Несколько секунд Граев смотрел на мертвеца, решая: оставить его здесь или попытаться спрятать тело?
Пожалуй, второй вариант предпочтительнее. Кровь из раны не попала на мох и кустики брусничника, – никто и не задумается, отчего они примяты. Если аккуратно собрать все четыре стрелянных гильзы, то… Собак-ищеек, способных взять след, в «Салюте» нет… К тому же, судя по словам Водолаза, в гарнизоне базы имеет место разброд и шатания, и нехорошие разговорчики вдали от начальственных ушей, – исчезновение часового вполне могут списать на дезертирство.
…Подходящая могила нашлась метрах в пятидесяти – в небольшом, промытом талыми водами овраге. Там, под земляной осыпью, и упокоился Вася по прозвищу Водолаз, фамилия которого так и не всплыла в памяти…

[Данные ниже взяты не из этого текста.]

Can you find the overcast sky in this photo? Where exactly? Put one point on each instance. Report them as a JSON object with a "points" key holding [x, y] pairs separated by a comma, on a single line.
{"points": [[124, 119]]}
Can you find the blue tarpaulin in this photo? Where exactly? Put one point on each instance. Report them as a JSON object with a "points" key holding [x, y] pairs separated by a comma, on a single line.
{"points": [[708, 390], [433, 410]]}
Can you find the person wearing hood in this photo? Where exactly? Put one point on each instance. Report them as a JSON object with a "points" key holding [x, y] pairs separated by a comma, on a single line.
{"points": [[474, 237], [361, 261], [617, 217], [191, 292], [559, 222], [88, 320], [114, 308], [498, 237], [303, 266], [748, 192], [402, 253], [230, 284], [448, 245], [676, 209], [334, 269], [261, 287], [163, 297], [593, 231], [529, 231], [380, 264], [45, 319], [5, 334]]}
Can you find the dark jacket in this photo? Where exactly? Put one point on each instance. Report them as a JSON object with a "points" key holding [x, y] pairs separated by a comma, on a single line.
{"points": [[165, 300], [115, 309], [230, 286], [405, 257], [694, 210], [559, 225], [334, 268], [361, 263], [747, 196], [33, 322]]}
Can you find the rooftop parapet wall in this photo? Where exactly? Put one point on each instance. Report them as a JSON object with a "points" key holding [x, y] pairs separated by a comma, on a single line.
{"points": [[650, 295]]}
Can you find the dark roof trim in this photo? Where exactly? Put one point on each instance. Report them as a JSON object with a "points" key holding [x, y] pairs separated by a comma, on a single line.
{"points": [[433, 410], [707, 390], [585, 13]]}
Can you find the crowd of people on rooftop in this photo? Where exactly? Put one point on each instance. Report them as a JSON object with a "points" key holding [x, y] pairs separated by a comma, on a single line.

Автомат и разгрузку Граев хозяйственно прихватил с собой. Пригодятся.
2.
Никаких снов в течение долгого забытья не было: черное ничто, бездонная и беспросветная пропасть. Сны приходили в недолгие мгновения перед пробуждениями… Перед пробуждениями, которые наступали всё реже: тварь получала новые инъекции и вновь соскальзывала в черное забвение… Но те картинки, что возникали в мозгу существа в состоянии, пограничном между сном и бодрствованием, были удивительно яркими, полными жизни и движения… Точнее сказать, полными движения и смерти. Чужой смерти.

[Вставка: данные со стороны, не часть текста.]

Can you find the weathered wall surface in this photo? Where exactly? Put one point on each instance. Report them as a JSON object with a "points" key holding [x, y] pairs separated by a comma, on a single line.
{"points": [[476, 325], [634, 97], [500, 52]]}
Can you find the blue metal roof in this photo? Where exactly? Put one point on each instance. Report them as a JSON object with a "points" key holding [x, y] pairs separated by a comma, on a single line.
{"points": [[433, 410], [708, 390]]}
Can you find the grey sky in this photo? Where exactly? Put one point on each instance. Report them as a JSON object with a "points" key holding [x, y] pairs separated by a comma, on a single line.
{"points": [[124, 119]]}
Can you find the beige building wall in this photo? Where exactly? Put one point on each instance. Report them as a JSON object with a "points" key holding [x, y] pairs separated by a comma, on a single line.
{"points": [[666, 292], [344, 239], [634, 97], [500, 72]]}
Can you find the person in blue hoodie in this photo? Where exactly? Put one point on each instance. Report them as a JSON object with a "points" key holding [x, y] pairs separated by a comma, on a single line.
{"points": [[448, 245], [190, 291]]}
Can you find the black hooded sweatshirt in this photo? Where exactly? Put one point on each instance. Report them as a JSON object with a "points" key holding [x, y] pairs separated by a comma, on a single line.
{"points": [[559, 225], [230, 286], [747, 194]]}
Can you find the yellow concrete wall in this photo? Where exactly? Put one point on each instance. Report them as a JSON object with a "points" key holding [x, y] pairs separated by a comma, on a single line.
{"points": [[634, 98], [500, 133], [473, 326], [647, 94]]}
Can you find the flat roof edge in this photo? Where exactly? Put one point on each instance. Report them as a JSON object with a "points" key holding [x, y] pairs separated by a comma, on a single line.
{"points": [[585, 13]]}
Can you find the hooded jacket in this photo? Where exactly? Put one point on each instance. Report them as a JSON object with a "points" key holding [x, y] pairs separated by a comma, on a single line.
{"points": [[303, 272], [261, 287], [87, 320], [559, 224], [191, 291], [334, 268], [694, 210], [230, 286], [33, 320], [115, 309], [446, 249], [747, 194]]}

…Солнце, снег, лед. Блестят, режут глаза. Кровь. Тянется красной дорожкой. Человек. Убегает. Неуклюже и медленно – в сравнении со стелющимися надо льдом прыжками твари. Окровавленная спина все ближе… Прыжок. Истошный вопль загнанной дичи. Победный, яростный рык. Трепещущее на клыках мясо. Сладкий вкус крови. Огромное красное пятно на льду озера…
…Лес – не густой, низкорослый. Не мешающий стремительному бегу. Дичь. Другая дичь. Далеко. Не видна. Но запах – запах боли и страха – ведет через лес. Могучая туша с хрустом таранит подлесок. Дичь. Убегает. Оглядывается. Падает, споткнувшись. Прыжок. Кости трещат на клыках. Длинные седые волосы, окрашенные кровью…
…Снова лес – высоченные мачтовые сосны. Стремительные прыжки куда-то… Голод. Голод. Голод. Голод и боль. Всё сильнее. Всё больнее… Запах. Вкусный. Пища. Туда. Осторожно. Косматый зверь. Чужой, другой. Рычит, встает на дыбки. Скалит клыки – маленькие и смешные, но тварь не умеет смеяться. Чужой зверь замахивается лапой… Боль в плече. Вкус крови на клыках. Мясо – много, очень много. Окровавленное, еще живое. Боль и голод стихают…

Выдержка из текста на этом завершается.